Mayweather, the best boxer on Earth, is going to absolutely belt McGregor, the biggest star in mixed martial arts. It's not worth discussing any other possibility.
The reason for this is so bleedingly obvious it hardly bears pointing out (but I'm going to do it anyway, sorry).
They are having a boxing match, so the boxer will win.
So why is it happening at all?
In the world of professional combat sports, the noble spirit of athletic competition tends to matter a lot less than cold hard cash.
It's hard to say exactly how much money McGregor will make from the fight — it will depend on the terms of the deal he has made with Mayweather and how many people buy the pay-per-view — but the total could be more than $75 million.
In the Ultimate Fighting Championship, where McGregor usually plies his trade, even the biggest paydays are only a fraction of that size.
That is because the UFC is like other professional sports leagues and the fighters are essentially employees, while in boxing there is no governing body to speak of and fighters work for themselves.
That means most boxers earn virtually nothing, but for those at the top of the pile it is rather a good arrangement — and it's hard to blame McGregor for wanting a piece of the action.
For that kind of money I would fight Mayweather too. Hell, I would let him bring a baseball bat into the ring.
What's actually going to happen in the fight though?
It has been reported that the contract for the fight includes massive financial penalties for McGregor if he tries anything rougher than punching Mayweather in the face.
The problem is he'll struggle even to do that. Mayweather is one of the best defensive fighters of all time: elite boxers have trouble connecting on him, so a part-timer like McGregor hasn't much of a hope.
The good news for the Irishman is that Mayweather is not a bulldozing knockout artist. He likes to gauge his opponents and then pick them apart.
So we might see a couple of early rounds where it seems like McGregor is doing OK. Mayweather will be so unthreatened that he might even let him have some success.
The bad news for McGregor is that Mayweather has a cruel streak a mile wide, and from round three onwards the fight is going to look like a child pulling the wings off a fly.
McGregor is a tough guy, but I hope his cornermen aren't too brave.
If Mayweather doesn't send him to the canvas, they'll need to step in and save their boy so he can enjoy spending his money.
Doesn't this make a mockery of the sport?
The suggestion that this fight is somehow an insult to the dignity of boxing is pretty hilarious.
We are talking about an unsavoury sport where corruption is endemic, basic governance issues are ignored, athletes are not looked after and fans are put last.
Again and again, overpriced, over-hyped events underdeliver.
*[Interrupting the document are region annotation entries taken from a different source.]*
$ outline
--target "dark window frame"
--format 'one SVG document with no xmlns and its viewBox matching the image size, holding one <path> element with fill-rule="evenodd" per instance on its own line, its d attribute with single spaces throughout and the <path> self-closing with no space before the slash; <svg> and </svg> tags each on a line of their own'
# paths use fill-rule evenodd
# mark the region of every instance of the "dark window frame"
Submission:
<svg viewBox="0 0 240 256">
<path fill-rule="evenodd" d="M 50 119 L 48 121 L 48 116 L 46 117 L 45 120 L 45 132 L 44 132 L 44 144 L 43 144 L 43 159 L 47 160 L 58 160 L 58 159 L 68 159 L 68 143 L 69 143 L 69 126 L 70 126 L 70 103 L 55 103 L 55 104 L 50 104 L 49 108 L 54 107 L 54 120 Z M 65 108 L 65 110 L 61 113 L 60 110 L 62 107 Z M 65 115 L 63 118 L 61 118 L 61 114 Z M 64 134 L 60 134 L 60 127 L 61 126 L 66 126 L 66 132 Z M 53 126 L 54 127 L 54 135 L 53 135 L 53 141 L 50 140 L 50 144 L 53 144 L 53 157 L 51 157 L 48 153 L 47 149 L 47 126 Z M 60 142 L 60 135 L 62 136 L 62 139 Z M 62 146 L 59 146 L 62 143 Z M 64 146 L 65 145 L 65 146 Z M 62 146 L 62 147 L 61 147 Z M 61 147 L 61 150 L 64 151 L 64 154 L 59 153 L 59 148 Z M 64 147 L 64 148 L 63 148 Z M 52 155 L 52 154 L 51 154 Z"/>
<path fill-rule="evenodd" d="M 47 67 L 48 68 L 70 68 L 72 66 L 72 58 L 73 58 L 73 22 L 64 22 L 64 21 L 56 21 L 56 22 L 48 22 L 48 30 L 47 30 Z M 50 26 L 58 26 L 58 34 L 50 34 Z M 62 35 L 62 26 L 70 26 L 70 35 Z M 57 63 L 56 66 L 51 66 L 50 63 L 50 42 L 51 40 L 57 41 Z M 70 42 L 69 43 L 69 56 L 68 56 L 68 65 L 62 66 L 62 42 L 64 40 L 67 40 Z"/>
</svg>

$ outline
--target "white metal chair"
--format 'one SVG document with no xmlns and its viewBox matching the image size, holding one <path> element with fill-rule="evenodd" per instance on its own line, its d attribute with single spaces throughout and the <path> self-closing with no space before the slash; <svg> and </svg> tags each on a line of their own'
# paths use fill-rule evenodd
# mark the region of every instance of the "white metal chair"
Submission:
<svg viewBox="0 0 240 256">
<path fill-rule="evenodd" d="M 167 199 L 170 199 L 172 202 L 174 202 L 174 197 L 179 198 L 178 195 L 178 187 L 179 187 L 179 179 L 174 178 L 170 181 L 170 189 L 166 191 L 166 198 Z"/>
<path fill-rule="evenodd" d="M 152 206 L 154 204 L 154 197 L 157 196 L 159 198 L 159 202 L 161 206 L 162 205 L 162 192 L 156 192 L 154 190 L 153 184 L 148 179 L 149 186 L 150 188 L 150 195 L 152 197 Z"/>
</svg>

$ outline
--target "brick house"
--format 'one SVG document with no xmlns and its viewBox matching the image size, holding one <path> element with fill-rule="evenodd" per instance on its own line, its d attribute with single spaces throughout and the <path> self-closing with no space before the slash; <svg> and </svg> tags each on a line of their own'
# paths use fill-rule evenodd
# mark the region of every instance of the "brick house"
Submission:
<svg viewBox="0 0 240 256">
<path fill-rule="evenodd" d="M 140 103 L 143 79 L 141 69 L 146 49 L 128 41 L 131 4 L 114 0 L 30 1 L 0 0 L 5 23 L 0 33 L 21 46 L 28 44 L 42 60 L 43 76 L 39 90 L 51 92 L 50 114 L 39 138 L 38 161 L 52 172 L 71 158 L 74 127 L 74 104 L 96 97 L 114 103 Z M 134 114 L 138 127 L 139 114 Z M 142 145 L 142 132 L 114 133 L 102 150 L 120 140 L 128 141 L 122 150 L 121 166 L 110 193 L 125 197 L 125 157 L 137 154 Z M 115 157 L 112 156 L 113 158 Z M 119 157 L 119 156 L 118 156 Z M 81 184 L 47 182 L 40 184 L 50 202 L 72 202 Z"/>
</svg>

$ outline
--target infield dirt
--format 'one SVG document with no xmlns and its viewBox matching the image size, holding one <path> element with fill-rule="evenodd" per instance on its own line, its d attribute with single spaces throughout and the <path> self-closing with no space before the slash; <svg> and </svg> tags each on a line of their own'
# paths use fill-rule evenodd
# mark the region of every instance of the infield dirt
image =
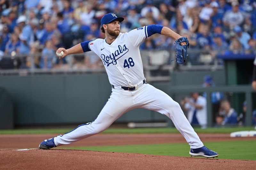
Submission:
<svg viewBox="0 0 256 170">
<path fill-rule="evenodd" d="M 195 158 L 119 152 L 37 148 L 54 135 L 0 135 L 0 169 L 253 169 L 256 161 Z M 231 138 L 228 134 L 199 134 L 202 141 L 251 140 Z M 253 138 L 255 138 L 255 137 Z M 122 145 L 182 142 L 179 134 L 102 134 L 69 146 Z M 12 148 L 12 149 L 7 149 Z M 15 149 L 13 149 L 15 148 Z"/>
</svg>

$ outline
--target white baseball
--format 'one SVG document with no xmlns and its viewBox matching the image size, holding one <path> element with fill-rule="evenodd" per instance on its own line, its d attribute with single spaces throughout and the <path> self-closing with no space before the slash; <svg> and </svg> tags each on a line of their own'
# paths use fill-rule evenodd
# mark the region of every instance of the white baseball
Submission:
<svg viewBox="0 0 256 170">
<path fill-rule="evenodd" d="M 56 52 L 56 55 L 58 56 L 58 57 L 62 57 L 62 56 L 64 54 L 64 52 L 63 52 L 63 51 L 62 51 L 60 52 L 60 53 L 57 53 L 57 52 Z"/>
</svg>

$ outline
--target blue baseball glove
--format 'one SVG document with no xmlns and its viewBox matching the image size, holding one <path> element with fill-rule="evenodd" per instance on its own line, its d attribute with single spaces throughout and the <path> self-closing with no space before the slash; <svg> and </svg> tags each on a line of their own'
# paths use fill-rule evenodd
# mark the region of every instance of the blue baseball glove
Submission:
<svg viewBox="0 0 256 170">
<path fill-rule="evenodd" d="M 185 42 L 187 44 L 181 45 L 180 43 L 182 42 Z M 186 59 L 188 55 L 187 51 L 189 46 L 188 38 L 184 37 L 180 37 L 175 41 L 174 46 L 176 51 L 176 61 L 180 64 L 183 64 L 186 62 Z"/>
</svg>

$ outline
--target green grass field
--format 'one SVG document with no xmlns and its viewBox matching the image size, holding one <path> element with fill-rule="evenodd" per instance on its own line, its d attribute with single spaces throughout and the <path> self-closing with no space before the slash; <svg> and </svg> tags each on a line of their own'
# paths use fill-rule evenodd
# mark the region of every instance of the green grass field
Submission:
<svg viewBox="0 0 256 170">
<path fill-rule="evenodd" d="M 256 160 L 256 140 L 226 141 L 204 143 L 218 152 L 220 159 Z M 189 157 L 187 144 L 176 143 L 121 146 L 65 147 L 63 148 L 110 152 Z"/>
<path fill-rule="evenodd" d="M 252 131 L 254 127 L 243 127 L 220 128 L 209 128 L 202 129 L 199 128 L 194 128 L 197 133 L 229 133 L 235 131 Z M 72 129 L 34 129 L 0 130 L 0 134 L 63 134 L 72 130 Z M 102 133 L 179 133 L 175 128 L 109 128 Z"/>
</svg>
Think back to Danny Green and Anthony Mundine's rematch, Jeff Fenech's dismal third fight with Azumah Nelson and even Mayweather's fight with Manny Pacquiao.
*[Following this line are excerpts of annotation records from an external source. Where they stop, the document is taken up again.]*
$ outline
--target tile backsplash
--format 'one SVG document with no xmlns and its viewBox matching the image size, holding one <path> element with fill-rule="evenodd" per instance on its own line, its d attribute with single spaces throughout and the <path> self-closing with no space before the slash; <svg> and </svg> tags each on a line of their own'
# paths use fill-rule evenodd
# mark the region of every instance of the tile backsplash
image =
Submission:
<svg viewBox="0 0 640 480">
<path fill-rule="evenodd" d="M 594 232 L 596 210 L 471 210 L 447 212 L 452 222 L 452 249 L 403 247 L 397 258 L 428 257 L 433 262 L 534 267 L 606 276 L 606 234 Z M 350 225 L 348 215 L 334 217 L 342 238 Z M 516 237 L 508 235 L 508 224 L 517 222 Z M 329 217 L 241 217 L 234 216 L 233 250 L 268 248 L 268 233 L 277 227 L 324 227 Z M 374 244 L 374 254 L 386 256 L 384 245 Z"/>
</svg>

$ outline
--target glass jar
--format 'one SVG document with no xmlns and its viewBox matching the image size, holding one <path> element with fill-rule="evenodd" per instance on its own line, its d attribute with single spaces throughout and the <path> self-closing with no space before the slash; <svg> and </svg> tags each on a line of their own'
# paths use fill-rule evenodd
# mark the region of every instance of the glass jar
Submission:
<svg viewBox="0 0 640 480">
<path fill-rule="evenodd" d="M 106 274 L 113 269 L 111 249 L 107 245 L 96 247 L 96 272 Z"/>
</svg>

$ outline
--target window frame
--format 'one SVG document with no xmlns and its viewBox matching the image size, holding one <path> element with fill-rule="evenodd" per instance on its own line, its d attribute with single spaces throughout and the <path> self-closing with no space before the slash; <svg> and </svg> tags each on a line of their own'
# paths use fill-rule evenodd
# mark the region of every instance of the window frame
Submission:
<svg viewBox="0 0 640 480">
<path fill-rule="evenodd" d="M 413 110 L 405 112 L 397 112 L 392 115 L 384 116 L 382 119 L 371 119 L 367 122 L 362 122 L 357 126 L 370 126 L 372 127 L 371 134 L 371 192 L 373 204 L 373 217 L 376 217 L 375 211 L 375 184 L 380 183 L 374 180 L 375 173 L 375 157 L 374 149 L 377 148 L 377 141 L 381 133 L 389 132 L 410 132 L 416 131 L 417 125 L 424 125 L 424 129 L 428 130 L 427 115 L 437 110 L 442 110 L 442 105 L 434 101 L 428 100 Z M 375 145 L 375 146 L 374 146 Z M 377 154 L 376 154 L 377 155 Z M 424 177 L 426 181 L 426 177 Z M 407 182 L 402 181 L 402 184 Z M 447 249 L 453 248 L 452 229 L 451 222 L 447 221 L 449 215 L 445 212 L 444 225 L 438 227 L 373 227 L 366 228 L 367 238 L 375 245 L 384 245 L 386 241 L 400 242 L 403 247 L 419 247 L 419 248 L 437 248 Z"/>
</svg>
Those events were utterly disappointing. Yet people keep spending their hard-earned cash to see people punch each other.
That speaks to some fundamental appeal. It is not for everyone, but the sheer drama of a big boxing match is difficult to beat.
The rituals, the trash talk and the posing are great to watch, even when the fight itself sucks, and even when the fighters are as fundamentally unlikeable as Mayweather, a convicted domestic abuser, and McGregor, an uberlad poseur.
Would I rather see a good, competitive match-up involving athletes I like? Of course.
But I'm still going to watch on Sunday, even though I know the fight is going to be abysmal. And I'm probably going to enjoy it.